The period of human ancestry was typified by a very complex sequence of environments, including progressive change (global cooling during the ice ages), large climate oscillation (repeated change between glacial-interglacial and arid-moist conditions), and times of stability. It is not yet known, however, whether early technological change, brain enlargement, geographic dispersal, development of symbolic behavior, among other key events in human prehistory, coincided with periods of directional change, strong fluctuation, or stability. This project will compare detailed environmental, fossil, and archeological records in Africa and East Asia in order to test when, where, and why human ancestors developed a greater ability to adjust to new surroundings and to modify their habitats.
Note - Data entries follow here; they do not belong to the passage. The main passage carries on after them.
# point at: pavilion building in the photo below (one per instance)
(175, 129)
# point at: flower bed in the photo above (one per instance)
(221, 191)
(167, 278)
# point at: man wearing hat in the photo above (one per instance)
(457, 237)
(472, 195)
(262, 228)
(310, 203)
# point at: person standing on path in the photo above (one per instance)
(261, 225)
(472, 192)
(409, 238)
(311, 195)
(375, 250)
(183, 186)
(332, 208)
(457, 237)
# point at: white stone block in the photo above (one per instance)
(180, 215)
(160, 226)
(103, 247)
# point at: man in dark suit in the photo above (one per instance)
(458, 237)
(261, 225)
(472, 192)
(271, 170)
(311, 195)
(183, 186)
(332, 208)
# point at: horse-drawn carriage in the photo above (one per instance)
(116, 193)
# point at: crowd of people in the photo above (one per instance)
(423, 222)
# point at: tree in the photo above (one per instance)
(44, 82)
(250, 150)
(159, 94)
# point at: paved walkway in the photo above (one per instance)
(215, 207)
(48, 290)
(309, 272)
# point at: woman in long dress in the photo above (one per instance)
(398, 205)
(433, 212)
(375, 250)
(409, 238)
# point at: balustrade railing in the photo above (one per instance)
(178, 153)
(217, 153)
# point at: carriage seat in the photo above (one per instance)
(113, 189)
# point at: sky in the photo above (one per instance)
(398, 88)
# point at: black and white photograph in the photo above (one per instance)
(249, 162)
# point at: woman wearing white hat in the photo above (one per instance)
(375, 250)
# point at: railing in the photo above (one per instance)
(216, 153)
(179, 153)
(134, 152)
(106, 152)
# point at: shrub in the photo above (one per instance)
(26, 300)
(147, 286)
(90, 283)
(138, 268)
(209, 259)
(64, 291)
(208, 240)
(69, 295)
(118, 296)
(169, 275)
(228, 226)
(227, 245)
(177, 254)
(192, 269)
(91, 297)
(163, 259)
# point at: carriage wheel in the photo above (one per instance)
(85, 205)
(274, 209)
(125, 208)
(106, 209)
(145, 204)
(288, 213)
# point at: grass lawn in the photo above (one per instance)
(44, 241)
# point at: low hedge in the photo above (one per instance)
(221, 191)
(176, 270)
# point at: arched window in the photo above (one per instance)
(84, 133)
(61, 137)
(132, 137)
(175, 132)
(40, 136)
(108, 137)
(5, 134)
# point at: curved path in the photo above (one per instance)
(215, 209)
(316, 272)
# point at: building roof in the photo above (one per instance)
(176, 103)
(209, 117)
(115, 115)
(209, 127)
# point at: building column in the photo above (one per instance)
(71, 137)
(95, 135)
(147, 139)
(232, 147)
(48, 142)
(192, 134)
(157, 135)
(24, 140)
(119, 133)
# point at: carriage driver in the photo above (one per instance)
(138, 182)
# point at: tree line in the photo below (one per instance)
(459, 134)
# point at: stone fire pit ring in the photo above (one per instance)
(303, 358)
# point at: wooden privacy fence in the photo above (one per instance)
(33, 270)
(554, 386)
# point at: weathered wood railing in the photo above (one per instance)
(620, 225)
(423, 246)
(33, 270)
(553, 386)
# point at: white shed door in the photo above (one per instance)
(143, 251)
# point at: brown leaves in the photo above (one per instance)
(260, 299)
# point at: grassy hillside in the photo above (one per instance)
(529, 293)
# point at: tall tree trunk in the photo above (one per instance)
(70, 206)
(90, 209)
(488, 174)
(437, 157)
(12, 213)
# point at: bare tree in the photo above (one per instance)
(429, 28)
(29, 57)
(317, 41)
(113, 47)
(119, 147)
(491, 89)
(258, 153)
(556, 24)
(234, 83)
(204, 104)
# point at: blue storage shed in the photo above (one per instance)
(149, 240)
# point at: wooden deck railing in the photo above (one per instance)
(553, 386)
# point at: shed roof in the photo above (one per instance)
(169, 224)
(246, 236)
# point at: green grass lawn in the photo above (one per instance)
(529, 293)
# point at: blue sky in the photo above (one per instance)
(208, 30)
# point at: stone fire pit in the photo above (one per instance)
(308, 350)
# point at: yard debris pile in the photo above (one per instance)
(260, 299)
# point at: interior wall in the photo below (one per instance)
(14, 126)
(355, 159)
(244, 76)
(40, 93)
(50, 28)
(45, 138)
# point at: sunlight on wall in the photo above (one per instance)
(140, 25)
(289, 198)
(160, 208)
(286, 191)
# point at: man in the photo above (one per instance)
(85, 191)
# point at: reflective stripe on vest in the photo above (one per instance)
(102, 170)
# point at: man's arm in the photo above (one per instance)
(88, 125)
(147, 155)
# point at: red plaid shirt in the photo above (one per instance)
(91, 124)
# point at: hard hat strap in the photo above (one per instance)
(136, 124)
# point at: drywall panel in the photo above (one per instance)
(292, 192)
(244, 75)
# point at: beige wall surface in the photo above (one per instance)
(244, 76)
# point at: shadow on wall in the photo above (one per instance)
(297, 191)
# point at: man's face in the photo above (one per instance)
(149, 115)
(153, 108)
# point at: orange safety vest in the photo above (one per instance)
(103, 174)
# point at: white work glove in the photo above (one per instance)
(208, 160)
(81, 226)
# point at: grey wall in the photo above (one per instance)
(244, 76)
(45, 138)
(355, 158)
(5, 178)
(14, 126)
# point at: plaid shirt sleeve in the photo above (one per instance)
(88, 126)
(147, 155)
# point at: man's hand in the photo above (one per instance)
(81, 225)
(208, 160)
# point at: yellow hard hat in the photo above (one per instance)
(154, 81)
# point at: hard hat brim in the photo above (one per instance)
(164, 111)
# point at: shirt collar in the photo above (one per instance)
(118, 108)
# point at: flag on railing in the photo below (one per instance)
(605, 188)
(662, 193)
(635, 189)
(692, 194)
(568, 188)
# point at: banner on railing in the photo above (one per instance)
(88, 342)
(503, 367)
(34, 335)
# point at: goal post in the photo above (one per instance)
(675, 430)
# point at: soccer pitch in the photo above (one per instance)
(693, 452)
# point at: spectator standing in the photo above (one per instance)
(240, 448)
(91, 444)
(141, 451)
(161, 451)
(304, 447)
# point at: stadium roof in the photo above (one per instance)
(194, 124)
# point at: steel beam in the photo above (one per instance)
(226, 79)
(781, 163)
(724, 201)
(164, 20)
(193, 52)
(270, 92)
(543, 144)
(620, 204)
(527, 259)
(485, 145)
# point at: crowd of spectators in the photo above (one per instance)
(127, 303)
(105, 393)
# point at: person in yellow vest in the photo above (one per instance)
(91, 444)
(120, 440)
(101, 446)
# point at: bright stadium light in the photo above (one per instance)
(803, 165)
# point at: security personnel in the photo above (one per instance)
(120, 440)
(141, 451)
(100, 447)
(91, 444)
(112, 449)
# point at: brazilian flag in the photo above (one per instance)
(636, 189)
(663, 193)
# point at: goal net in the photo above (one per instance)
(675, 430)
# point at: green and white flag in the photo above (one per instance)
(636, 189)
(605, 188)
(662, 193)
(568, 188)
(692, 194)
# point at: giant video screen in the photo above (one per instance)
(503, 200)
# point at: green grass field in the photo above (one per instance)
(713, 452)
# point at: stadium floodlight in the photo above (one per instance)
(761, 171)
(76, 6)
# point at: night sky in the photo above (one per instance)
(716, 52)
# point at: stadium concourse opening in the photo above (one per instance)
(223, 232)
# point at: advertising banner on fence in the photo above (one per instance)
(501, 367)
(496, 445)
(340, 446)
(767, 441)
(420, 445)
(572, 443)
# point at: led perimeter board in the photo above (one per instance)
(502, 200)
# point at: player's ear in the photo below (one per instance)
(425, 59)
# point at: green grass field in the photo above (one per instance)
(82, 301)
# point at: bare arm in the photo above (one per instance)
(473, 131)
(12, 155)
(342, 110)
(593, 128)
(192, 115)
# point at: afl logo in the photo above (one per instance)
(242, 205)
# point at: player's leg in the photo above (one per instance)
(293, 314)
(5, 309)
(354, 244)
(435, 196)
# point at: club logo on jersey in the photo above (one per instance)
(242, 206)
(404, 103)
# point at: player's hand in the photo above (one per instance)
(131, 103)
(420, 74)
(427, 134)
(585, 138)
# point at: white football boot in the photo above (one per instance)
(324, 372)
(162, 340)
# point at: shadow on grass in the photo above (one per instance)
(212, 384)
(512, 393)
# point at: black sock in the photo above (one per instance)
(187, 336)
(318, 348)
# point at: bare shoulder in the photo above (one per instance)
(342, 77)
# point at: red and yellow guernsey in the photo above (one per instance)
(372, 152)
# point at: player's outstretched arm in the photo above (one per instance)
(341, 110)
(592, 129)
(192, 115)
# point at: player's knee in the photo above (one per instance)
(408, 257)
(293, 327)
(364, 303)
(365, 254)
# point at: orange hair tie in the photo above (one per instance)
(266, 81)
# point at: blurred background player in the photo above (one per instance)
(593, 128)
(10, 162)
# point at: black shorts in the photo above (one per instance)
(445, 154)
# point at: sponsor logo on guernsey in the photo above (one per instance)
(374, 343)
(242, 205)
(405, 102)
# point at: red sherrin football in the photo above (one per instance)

This project will include the first comparative analysis of fossil and environmental records from both Africa and East Asia, funded by NSF and the Chinese Academy of Sciences. Excavations and laboratory analysis in the two distant regions offer a novel opportunity to explore the connection between environmental and evolutionary change and the common prehistory of the two regions. Project research teams will collect data to measure change in early human behavior (from archeological sources) and in anatomy (from the fossil record). Change in past animal communities and ecosystems will also be studied to provide a context in which to judge the development of uniquely human strategies of interaction with the environment. Environmental research teams will use state-of-the-art techniques to examine the nature and rate of global change, evident in the ocean record, and of local change in areas where humans emerged and spread.
The project also includes geneticists who will experimentally evaluate the possible genetic processes by which adaptability evolves. This research will investigate the model organism C. elegans (nematode), and will test for mechanisms of genetic change that favor adaptive flexibility to emerge in response to experimental sequences of environments. The combined components of this project are thus designed to stimulate communication across experimental and historical approaches within and across the natural and social sciences. Through workshops, conferences, and a publicly accessible website and database, our project seeks to unify fields that only together can address an unanswered scientific question, the origin of adaptability in humans and other organisms. The broader impacts f this research will include public outreach through the web, museum exhibitions, distance-learning curricula, and opportunities for student internships.